Emmanuel Macron à l'Elysée, lors d'un discours sur l'intelligence artificielle devant les acteurs de l'industrie, le 21 mai 2024.

La France et les Émirats arabes unis ont conclu un « partenariat stratégique » dans le domaine de l’intelligence artificielle (IA), a annoncé le ministre de l’Économie Bruno Le Maire à l’Agence France-Presse, en visite dans le riche Etat du Golfe, mardi 21 mai. L’accord, signé avec le directeur du fonds souverain émirati Mubadala, Khaldoun Al Moubarak, ouvre « une nouvelle ère de coopération économique » entre les deux pays dans ce secteur technologique crucial, en plein essor notamment aux Etats-Unis et en Chine, a-t-il poursuivi.

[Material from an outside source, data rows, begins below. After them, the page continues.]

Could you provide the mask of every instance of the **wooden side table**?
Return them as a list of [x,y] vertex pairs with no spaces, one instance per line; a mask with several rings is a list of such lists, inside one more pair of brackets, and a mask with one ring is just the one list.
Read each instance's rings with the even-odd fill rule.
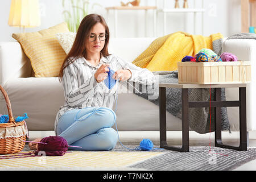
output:
[[[149,10],[152,10],[154,11],[154,18],[153,18],[153,24],[154,24],[154,36],[156,36],[156,6],[113,6],[113,7],[106,7],[108,14],[108,19],[109,19],[109,10],[113,10],[114,13],[114,37],[116,38],[117,36],[117,11],[118,10],[144,10],[145,11],[145,16],[147,16],[147,11]],[[147,17],[145,17],[145,36],[146,36],[147,32]]]
[[[209,101],[188,101],[188,89],[192,88],[214,89],[215,101],[210,101],[210,106],[215,110],[215,146],[222,148],[231,148],[237,150],[246,151],[247,146],[247,135],[246,129],[246,84],[226,84],[213,85],[159,84],[159,115],[160,115],[160,147],[180,152],[189,151],[188,108],[209,107]],[[182,147],[168,146],[166,140],[166,88],[181,89],[182,105]],[[221,88],[239,88],[239,101],[221,101]],[[221,107],[237,107],[240,111],[240,141],[238,147],[224,144],[221,139]]]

« La France a choisi d’être le premier pays européen en matière d’IA. Et pour cela, nous avons besoin de partenaires »a-t-il déclaré, à la veille du démarrage du salon VivaTech (22 au 25 mai) à Paris, le plus grand événement européen sur les nouvelles technologies. « Quatre nouveaux domaines de coopération seront ouverts et développés dans les prochains mois »a-t-il expliqué, citant le développement des compétences et de la recherche, les investissements dans les centres de données, l’industrie des semi-conducteurs et les applications de l’IA.

Le riche pays pétrolier, qui a été le premier au monde à avoir un ministre de l’IA en 2017, ambitionne de devenir l’un des leaders mondiaux dans ce domaine d’ici 2031. En avril, le groupe américain Microsoft a annoncé un investissement de 1,5 milliard de dollars (1,38 milliard d’euros). milliards d’euros) dans G42, une société d’IA contrôlée par Tahnoon bin Zayed, conseiller à la sécurité nationale et frère du président émirati.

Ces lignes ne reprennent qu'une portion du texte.